Ex-U.S. Official Who Ran Federal Worker Parties Gets Prison Term


Jeffrey Neely, the senior federal executive whose appearance in a video drinking wine in a hot tub at a Las Vegas hotel became the public face of a conference where hundreds of federal employees partied at taxpayer expense, was sentenced yesterday to three months in prison, the Washington Post reports. The former regional commissioner for the General Service Administration's Pacific Rim real estate portfolio also will serve three months' home detention and pay $10,000 in restitution and fines. He pleaded guilty to fraud against the government, admitting that he had billed GSA for a night's stay at a Las Vegas casino even though he was not on business for the agency's Public Buildings Service.

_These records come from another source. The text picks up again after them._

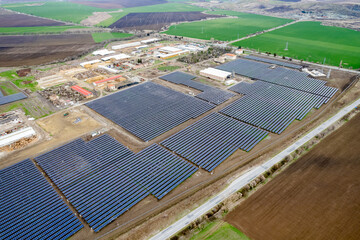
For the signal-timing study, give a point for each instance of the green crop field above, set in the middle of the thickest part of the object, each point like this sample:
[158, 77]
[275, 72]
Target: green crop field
[167, 7]
[226, 29]
[312, 42]
[219, 230]
[99, 37]
[35, 30]
[63, 11]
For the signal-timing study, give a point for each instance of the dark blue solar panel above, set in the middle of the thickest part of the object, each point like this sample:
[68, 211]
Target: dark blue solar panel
[211, 140]
[12, 98]
[210, 94]
[30, 207]
[149, 110]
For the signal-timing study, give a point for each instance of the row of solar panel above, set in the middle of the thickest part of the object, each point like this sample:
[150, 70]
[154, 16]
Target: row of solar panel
[210, 94]
[270, 106]
[280, 63]
[102, 179]
[280, 76]
[211, 140]
[156, 106]
[31, 209]
[12, 98]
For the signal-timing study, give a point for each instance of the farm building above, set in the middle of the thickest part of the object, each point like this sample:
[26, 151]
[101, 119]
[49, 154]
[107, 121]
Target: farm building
[116, 57]
[104, 82]
[215, 74]
[126, 45]
[151, 40]
[103, 52]
[82, 91]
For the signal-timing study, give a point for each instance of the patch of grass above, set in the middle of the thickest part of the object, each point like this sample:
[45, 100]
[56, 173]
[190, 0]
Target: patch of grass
[166, 7]
[9, 75]
[226, 29]
[63, 11]
[219, 230]
[28, 30]
[168, 68]
[22, 83]
[99, 37]
[312, 42]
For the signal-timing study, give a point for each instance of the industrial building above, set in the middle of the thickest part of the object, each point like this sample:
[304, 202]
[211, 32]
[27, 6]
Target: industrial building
[215, 74]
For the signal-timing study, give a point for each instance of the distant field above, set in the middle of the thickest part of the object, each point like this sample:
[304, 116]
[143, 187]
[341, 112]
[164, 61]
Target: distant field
[99, 37]
[312, 42]
[226, 29]
[316, 197]
[22, 30]
[167, 7]
[63, 11]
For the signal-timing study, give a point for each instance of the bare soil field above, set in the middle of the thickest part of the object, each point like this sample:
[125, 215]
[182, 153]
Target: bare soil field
[22, 20]
[314, 198]
[34, 50]
[110, 4]
[157, 20]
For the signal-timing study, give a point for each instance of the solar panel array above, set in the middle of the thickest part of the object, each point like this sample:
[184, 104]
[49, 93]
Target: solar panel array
[212, 139]
[30, 207]
[158, 170]
[86, 174]
[271, 61]
[11, 98]
[270, 106]
[102, 179]
[280, 76]
[149, 110]
[210, 94]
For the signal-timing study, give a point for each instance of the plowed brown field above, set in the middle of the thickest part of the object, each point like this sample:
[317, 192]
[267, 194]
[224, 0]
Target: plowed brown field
[317, 197]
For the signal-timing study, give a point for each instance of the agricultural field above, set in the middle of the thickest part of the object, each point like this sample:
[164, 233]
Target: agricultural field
[157, 20]
[173, 7]
[226, 29]
[99, 37]
[33, 50]
[119, 3]
[316, 197]
[63, 11]
[312, 42]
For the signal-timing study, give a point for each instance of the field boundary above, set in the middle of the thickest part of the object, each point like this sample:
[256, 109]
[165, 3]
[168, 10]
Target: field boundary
[250, 175]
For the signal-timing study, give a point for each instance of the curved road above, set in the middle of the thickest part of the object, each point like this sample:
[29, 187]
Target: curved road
[247, 177]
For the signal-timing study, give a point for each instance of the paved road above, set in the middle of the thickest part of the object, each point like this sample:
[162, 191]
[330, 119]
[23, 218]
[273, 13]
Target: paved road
[247, 177]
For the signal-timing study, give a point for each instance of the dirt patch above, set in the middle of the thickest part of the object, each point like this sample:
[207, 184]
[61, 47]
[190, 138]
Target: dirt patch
[314, 198]
[157, 20]
[33, 50]
[109, 4]
[22, 20]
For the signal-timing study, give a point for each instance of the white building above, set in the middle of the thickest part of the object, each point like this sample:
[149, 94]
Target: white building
[215, 74]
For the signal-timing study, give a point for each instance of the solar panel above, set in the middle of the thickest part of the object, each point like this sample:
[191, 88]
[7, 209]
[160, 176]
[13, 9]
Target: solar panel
[30, 207]
[211, 140]
[209, 93]
[149, 110]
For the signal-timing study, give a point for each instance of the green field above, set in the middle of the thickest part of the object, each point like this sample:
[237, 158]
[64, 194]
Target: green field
[99, 37]
[219, 230]
[63, 11]
[167, 7]
[226, 29]
[312, 42]
[35, 30]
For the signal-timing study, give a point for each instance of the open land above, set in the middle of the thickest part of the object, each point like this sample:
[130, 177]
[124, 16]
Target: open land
[63, 11]
[174, 7]
[157, 20]
[119, 3]
[314, 198]
[312, 42]
[226, 29]
[33, 50]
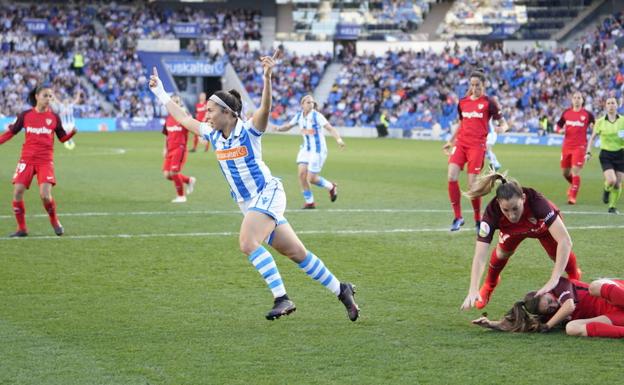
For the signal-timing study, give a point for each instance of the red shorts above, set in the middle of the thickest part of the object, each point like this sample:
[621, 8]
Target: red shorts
[174, 160]
[509, 243]
[474, 156]
[572, 157]
[24, 172]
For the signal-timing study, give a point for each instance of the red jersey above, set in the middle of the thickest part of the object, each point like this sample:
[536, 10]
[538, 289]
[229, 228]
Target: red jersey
[576, 124]
[177, 136]
[40, 128]
[474, 117]
[587, 306]
[200, 111]
[537, 216]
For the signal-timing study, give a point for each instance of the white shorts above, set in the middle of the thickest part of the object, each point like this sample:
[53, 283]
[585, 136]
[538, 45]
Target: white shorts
[491, 139]
[270, 201]
[314, 160]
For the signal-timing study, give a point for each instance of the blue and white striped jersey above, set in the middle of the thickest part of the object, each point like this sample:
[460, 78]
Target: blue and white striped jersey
[312, 129]
[240, 159]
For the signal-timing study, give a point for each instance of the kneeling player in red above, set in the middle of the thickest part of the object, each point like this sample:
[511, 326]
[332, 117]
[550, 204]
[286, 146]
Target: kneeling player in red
[518, 213]
[588, 310]
[175, 155]
[37, 157]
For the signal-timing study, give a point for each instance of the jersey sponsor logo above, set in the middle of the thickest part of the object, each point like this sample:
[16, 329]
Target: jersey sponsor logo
[473, 114]
[38, 130]
[484, 230]
[174, 128]
[575, 123]
[232, 153]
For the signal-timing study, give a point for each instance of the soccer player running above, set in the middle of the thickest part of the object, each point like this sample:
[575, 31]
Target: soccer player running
[593, 310]
[260, 196]
[313, 151]
[175, 155]
[518, 213]
[468, 144]
[200, 114]
[575, 122]
[610, 129]
[37, 157]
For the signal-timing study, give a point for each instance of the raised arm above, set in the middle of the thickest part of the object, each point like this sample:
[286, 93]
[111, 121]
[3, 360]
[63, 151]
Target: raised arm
[564, 246]
[176, 111]
[478, 266]
[260, 118]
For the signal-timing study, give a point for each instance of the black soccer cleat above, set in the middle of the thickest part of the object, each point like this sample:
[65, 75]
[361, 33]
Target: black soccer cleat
[282, 306]
[58, 229]
[19, 234]
[346, 296]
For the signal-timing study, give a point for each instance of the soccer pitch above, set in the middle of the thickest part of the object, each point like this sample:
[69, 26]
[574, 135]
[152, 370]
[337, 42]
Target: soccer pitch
[144, 291]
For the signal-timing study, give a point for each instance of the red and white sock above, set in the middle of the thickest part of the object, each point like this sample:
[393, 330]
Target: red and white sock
[20, 215]
[455, 198]
[50, 207]
[599, 329]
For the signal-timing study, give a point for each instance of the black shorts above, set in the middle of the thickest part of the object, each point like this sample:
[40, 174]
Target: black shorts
[612, 160]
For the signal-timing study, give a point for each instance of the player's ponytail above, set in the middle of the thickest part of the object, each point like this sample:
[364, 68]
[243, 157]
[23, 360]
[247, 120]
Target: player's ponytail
[508, 188]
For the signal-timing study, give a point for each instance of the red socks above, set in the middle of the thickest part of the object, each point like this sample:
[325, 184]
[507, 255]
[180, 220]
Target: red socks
[51, 209]
[455, 198]
[576, 185]
[599, 329]
[476, 207]
[496, 266]
[20, 215]
[612, 293]
[177, 181]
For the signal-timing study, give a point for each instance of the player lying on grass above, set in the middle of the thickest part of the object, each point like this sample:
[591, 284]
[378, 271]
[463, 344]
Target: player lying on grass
[587, 310]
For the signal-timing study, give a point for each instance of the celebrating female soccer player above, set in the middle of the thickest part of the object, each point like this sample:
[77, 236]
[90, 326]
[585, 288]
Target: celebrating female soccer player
[37, 157]
[175, 155]
[260, 196]
[468, 144]
[518, 213]
[313, 151]
[594, 310]
[610, 128]
[575, 122]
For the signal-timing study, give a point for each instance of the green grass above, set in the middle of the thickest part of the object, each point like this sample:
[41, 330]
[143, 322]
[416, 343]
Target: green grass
[142, 291]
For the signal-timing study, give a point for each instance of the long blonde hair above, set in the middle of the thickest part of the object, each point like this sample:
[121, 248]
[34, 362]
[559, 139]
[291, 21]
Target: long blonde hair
[508, 188]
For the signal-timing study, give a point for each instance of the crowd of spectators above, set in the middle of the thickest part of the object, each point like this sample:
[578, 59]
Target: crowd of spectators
[293, 77]
[420, 88]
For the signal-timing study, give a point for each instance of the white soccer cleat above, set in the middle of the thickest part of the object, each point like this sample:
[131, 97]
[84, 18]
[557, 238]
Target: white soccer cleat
[191, 185]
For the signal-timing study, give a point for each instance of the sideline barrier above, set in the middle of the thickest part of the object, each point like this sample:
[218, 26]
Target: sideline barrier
[144, 124]
[83, 124]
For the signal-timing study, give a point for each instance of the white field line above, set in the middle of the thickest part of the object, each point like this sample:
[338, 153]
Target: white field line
[295, 211]
[233, 233]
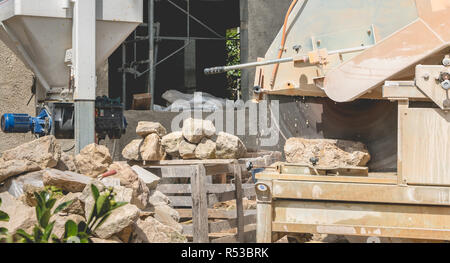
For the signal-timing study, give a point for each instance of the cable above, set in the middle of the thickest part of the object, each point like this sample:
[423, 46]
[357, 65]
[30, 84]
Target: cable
[283, 42]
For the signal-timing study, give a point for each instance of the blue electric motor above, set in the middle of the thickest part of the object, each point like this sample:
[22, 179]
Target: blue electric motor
[24, 123]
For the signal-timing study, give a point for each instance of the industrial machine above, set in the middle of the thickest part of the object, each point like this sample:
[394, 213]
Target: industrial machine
[57, 118]
[63, 42]
[357, 58]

Neely's sentencing in Nevada caps a scandal that changed the way the government does business. It cost the GSA administrator and her top deputies their jobs, led to multiple congressional hearings and shined a light on extravagant conferences held by the Department of Veterans Affairs and the Internal Revenue Service. GSA became the butt of late-night TV jokes. “It's unusual for someone with no criminal history to get federal confinement even for three months for this kind of crime,” said Brian Miller, the former GSA inspector general who cracked open the story of his agency's extravagances, which featured a mind-reader and after-hours parties in loft suites.